Chapter 10 Actvity-based analysis
The driver activity estimation is one of the most important features of scMINER. Mathematically, the activity of one driver is a type of mean of the expressions of its targets. And biologically, the activity can be interpreted as a measure that describes how actively the driver functions, like the enzymes in digesting their subtracts, kinase in activating their downstream genes. Given the gene expression profiles and networks, scMINER can estimate the activities of some predefined drivers, including not only transcription factors (TFs) but also signaling genes (SIGs). scMINER provides a few functions to effortlessly calculate the activities, identify the hidden drivers and visualize them in multiple ways.

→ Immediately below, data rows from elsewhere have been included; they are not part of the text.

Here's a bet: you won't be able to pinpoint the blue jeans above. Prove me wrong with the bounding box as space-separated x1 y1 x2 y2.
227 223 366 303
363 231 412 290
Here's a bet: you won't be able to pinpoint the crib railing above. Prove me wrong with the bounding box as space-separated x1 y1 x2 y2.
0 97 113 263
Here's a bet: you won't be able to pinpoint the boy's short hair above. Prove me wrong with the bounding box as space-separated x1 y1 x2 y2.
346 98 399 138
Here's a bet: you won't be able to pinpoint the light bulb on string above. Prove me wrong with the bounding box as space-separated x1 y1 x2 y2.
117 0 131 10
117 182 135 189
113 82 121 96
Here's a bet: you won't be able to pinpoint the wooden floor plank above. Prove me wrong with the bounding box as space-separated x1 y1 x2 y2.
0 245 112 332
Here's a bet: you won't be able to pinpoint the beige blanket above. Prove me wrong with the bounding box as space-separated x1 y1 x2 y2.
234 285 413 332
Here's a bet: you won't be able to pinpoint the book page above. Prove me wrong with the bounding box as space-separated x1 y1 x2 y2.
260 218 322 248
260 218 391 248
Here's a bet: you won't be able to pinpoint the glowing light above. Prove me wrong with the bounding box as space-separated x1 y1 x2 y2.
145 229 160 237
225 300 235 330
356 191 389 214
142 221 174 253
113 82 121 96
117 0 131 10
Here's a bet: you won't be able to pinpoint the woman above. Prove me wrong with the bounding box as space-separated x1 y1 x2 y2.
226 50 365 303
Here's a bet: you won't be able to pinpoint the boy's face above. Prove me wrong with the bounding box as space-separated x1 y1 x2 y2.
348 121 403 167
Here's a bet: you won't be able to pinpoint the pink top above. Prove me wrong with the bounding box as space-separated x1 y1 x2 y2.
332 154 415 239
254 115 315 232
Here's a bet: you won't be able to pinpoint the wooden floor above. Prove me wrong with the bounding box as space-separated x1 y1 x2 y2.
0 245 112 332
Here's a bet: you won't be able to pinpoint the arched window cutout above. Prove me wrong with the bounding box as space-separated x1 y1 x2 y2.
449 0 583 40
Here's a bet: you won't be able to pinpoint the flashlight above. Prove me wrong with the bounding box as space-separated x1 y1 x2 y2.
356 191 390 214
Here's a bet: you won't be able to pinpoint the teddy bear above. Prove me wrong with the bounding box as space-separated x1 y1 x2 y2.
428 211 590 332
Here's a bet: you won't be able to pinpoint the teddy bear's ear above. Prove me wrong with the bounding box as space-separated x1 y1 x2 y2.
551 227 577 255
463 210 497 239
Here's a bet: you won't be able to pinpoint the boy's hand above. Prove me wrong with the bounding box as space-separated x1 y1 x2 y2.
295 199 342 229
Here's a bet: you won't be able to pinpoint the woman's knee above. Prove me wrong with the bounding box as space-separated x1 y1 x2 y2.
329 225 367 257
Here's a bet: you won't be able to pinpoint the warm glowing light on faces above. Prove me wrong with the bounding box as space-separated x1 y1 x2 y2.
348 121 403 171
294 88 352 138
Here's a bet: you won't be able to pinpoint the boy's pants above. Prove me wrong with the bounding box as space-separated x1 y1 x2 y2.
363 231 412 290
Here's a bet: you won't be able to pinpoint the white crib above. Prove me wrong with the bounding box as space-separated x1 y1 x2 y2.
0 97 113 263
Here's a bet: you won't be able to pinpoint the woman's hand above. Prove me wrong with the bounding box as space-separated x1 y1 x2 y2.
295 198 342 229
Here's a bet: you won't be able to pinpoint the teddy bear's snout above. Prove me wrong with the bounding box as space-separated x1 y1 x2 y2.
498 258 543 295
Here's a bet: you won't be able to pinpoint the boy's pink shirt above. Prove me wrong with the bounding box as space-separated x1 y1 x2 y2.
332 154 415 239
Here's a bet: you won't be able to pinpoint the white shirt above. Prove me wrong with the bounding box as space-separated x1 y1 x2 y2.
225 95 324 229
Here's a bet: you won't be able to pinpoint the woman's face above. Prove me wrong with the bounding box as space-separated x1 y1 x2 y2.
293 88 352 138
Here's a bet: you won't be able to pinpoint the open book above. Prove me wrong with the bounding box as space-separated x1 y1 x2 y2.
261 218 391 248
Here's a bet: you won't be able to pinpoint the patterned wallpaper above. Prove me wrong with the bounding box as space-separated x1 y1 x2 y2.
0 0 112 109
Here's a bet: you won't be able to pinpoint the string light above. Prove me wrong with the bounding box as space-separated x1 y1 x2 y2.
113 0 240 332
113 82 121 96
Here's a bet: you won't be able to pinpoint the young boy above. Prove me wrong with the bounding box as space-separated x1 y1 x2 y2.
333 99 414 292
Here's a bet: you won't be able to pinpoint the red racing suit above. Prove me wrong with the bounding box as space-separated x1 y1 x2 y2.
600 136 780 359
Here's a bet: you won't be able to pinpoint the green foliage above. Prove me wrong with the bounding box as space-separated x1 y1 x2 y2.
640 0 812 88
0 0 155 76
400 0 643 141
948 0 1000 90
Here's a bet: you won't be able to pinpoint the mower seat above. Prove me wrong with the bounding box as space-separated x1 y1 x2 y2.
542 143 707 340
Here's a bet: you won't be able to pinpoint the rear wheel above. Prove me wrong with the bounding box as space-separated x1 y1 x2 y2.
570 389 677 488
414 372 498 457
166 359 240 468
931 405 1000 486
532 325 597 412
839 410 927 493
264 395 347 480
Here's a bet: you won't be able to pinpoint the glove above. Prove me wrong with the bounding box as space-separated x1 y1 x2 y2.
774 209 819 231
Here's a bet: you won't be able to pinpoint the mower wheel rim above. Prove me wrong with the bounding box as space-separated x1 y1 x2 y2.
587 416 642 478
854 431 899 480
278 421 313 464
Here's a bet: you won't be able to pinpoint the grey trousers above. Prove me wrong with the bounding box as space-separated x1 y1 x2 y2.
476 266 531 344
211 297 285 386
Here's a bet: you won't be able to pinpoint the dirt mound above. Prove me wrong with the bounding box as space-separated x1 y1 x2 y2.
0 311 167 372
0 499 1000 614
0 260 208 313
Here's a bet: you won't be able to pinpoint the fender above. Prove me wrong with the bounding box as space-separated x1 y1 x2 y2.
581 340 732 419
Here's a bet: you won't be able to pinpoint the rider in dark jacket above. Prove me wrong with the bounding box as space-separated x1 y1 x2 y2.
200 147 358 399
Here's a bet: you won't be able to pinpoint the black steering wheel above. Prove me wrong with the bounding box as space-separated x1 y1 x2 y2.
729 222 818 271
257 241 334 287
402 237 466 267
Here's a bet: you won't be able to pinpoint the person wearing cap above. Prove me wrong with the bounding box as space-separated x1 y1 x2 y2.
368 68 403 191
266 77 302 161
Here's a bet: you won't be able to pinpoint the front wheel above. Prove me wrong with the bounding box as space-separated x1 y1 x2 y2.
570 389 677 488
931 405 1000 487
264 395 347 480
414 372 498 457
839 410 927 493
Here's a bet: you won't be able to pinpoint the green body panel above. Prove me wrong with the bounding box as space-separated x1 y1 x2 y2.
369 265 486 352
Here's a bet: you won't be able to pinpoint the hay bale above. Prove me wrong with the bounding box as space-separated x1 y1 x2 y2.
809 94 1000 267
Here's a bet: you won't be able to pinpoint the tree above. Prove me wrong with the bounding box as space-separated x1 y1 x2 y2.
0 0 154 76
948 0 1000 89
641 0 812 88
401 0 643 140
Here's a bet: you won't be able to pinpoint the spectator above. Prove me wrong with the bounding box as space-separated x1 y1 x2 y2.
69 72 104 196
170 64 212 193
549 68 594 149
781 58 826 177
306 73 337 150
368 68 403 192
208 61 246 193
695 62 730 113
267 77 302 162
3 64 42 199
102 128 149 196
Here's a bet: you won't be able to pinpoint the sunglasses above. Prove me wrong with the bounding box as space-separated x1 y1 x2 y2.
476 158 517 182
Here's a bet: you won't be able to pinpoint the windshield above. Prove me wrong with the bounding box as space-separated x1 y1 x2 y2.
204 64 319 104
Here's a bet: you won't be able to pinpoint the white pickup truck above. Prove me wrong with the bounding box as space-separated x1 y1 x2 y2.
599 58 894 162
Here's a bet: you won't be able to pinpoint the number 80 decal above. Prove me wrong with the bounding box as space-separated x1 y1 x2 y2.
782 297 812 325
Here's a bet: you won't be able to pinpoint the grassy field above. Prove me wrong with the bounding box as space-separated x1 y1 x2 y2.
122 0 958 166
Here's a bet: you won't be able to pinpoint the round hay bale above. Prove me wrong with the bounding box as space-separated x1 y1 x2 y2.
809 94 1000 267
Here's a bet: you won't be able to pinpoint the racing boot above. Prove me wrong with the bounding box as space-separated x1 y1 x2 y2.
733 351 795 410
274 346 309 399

10.1 Calculate the activities
scMINER provides two functions, getActivity_individual()
and getActivity_inBatch()
, to calculate the driver activities.
10.1.1 Calculate activities per group
getActivity_individual()
is designed to calculate the activities per group. It takes the network files as the input:
## let's use B cell as an example
activity_B.eset <- getActivity_individual(input_eset = pbmc14k_log2cpm.eset[, pData(pbmc14k_log2cpm.eset)$trueLabel == "B"],
network_file.tf = system.file("extdata/demo_pbmc14k/SJARACNe/B/TF/bt100_pc001/consensus_network_ncol_.txt", package = "scMINER"),
network_file.sig = system.file("extdata/demo_pbmc14k/SJARACNe/B/SIG/bt100_pc001/consensus_network_ncol_.txt", package = "scMINER"),
driver_type = "TF_SIG")
10.1.2 Calculate activities in batch
If you need to calculate the activity for multiple groups, this is usually the case, you can do it using getActivity_individual()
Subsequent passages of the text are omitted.